The cardioprotective role of α-calcitonin gene related peptide (α-CGRP), a 37-amino acid neuropeptide and potent vasodilator, in cardiac diseases has been established by our laboratory and others. Systemic delivery of α-CGRP decreases blood pressure in hypertensive humans, and improves hemodynamic variables in congestive heart failure (CHF) patients. However, the short half-life of the peptide (t 1/2 = ~5.5 min in serum) limits α-CGRP use in any long-term treatment regime. The present study utilized alginate-α-CGRP microcapsules for long-term continuous delivery of α-CGRP in a mouse CHF model. We used an electrospray method to prepare α-CGRP encapsulated alginate microcapsules approximately 200μm in size. The α-CGRP encapsulated microcapsules showed no cytotoxicity when incubated with the cardiac cell lines, HL-1 and H9c2 cells, for 7 days. Subcutaneous administration of microcapsules containing 150, 250, or 500μg α-CGRP lowered the systolic pressure up to 18 h, 3 days, and 7 days, respectively, in wild-type mice (measured by tail-cuff method), indicating that released α-CGRP remains biologically active. The cardioprotective effect of microcapsules released α-CGRP was examined using a transverse aortic constriction (TAC) induced pressure-overload mouse model of CHF. After two days of TAC, 500μl of alginate-α-CGRP microcapsules (containing 150μg α-CGRP) was administered in nine weeks old C57/BL6 mice on alternate days up to 28 days.
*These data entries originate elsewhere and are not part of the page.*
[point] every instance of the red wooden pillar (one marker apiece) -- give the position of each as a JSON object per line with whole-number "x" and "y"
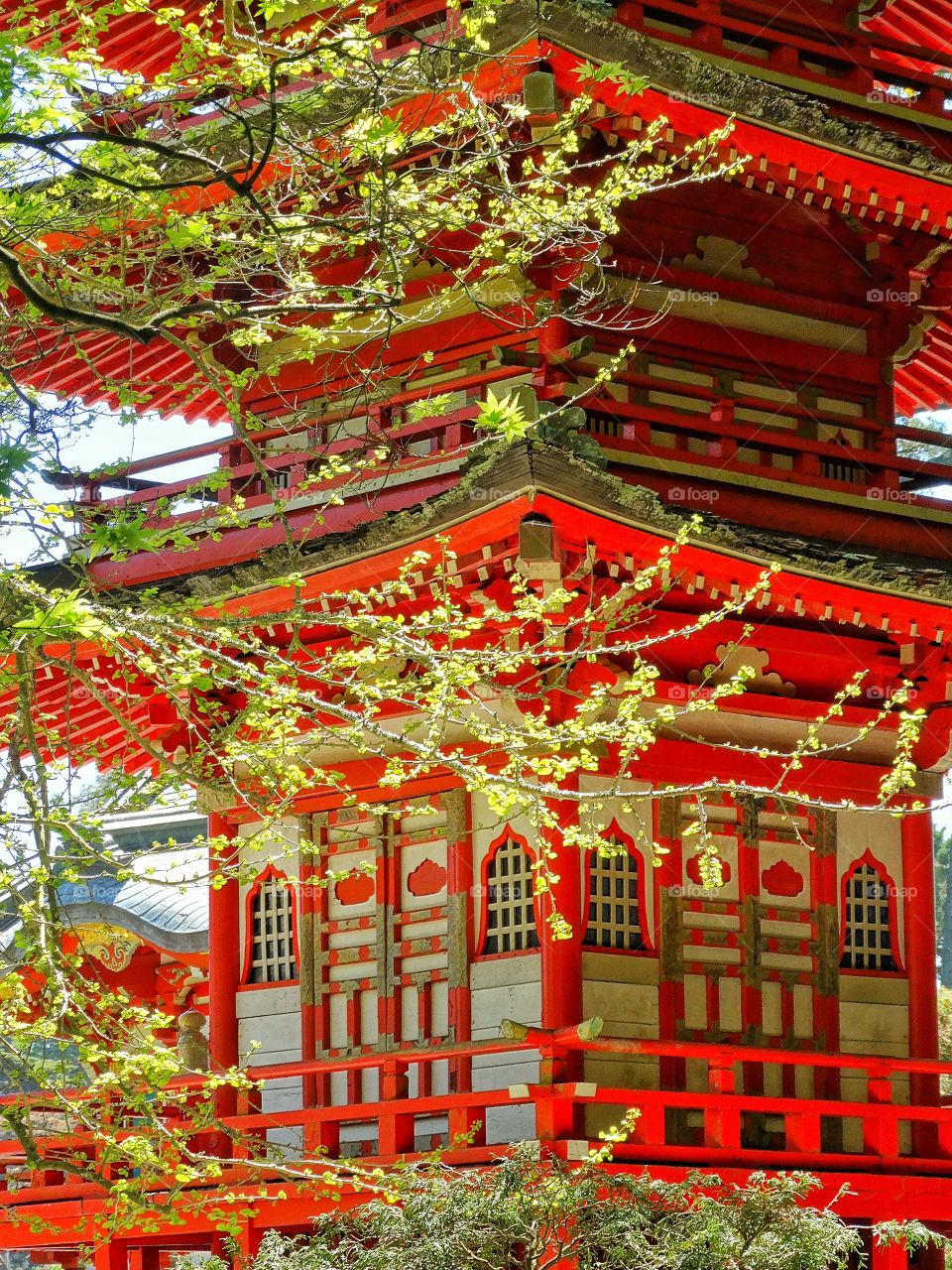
{"x": 828, "y": 917}
{"x": 667, "y": 933}
{"x": 919, "y": 910}
{"x": 112, "y": 1255}
{"x": 889, "y": 1256}
{"x": 556, "y": 1116}
{"x": 561, "y": 959}
{"x": 307, "y": 934}
{"x": 223, "y": 966}
{"x": 461, "y": 913}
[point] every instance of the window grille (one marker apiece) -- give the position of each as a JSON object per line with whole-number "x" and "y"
{"x": 615, "y": 920}
{"x": 511, "y": 908}
{"x": 867, "y": 944}
{"x": 272, "y": 933}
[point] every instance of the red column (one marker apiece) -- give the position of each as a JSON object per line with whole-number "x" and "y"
{"x": 920, "y": 957}
{"x": 561, "y": 959}
{"x": 307, "y": 934}
{"x": 223, "y": 965}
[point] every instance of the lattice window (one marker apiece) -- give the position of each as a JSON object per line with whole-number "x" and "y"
{"x": 511, "y": 910}
{"x": 615, "y": 916}
{"x": 867, "y": 943}
{"x": 272, "y": 933}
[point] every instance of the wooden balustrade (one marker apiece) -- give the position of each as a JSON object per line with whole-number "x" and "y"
{"x": 871, "y": 467}
{"x": 717, "y": 1123}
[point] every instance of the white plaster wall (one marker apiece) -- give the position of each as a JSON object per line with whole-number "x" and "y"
{"x": 881, "y": 834}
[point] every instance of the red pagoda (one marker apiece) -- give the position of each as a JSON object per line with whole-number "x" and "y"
{"x": 787, "y": 1019}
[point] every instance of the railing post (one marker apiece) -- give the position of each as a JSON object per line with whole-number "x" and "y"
{"x": 889, "y": 1256}
{"x": 112, "y": 1255}
{"x": 802, "y": 1130}
{"x": 722, "y": 1120}
{"x": 555, "y": 1107}
{"x": 919, "y": 902}
{"x": 397, "y": 1128}
{"x": 880, "y": 1132}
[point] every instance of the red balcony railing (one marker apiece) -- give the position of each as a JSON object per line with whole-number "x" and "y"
{"x": 864, "y": 1114}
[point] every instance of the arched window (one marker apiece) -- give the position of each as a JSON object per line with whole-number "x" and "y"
{"x": 511, "y": 908}
{"x": 271, "y": 916}
{"x": 867, "y": 920}
{"x": 615, "y": 902}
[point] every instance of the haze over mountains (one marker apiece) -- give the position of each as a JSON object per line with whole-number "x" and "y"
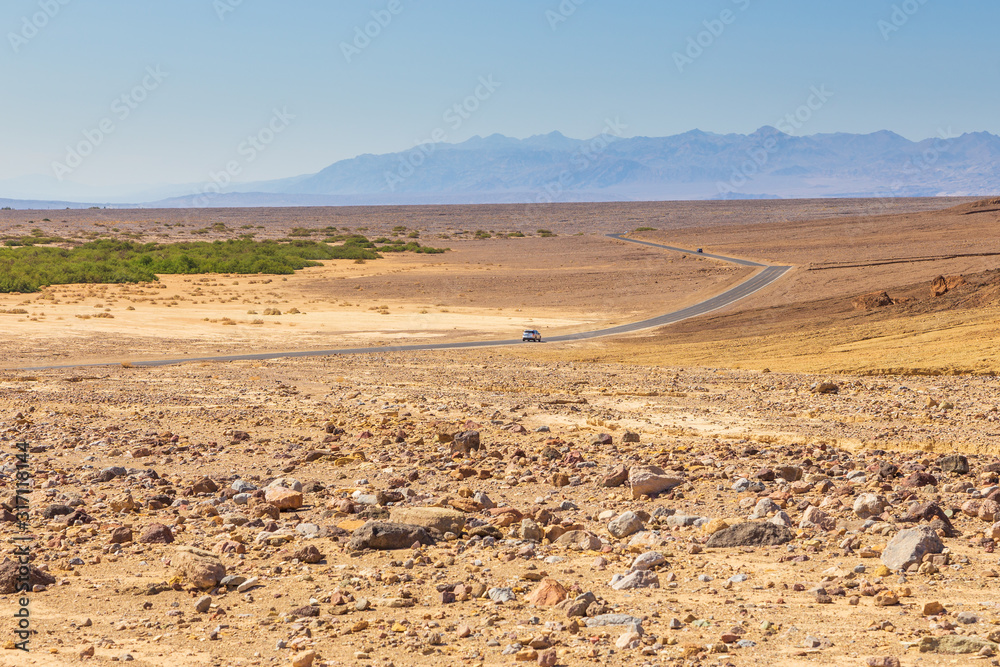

Echocardiography data showed that microcapsule treatment of α-CGRP significantly preserved left ventricular fraction shortening (FS) and ejection fraction in the TAC mice (FS±SD: sham 47.2±1.5%, sham-alginate-α-CGRP 48.4±1.8%, TAC 29.5±1.4%, and TAC-alginate-α-CGRP 43.2±1.2%). α-CGRP delivery attenuated cardiac hypertrophy in TAC mice when reported as heart wt/tibia length (mg/mm±SD): sham 6.3±0.1, sham-alginate-α-CGRP 6.3±0.2, TAC 8.6±0.3, and TAC-alginate-α-CGRP 6.6±0.2. Alginate-only microcapsules did not affect these cardiac parameters. Our results show that α-CGRP delivery through alginate microcapsules protect hearts from cardiac failure. As alginate is immunologically inactive, the alginate microcapsules offer a new potential delivery paradigm for patients with heart failure.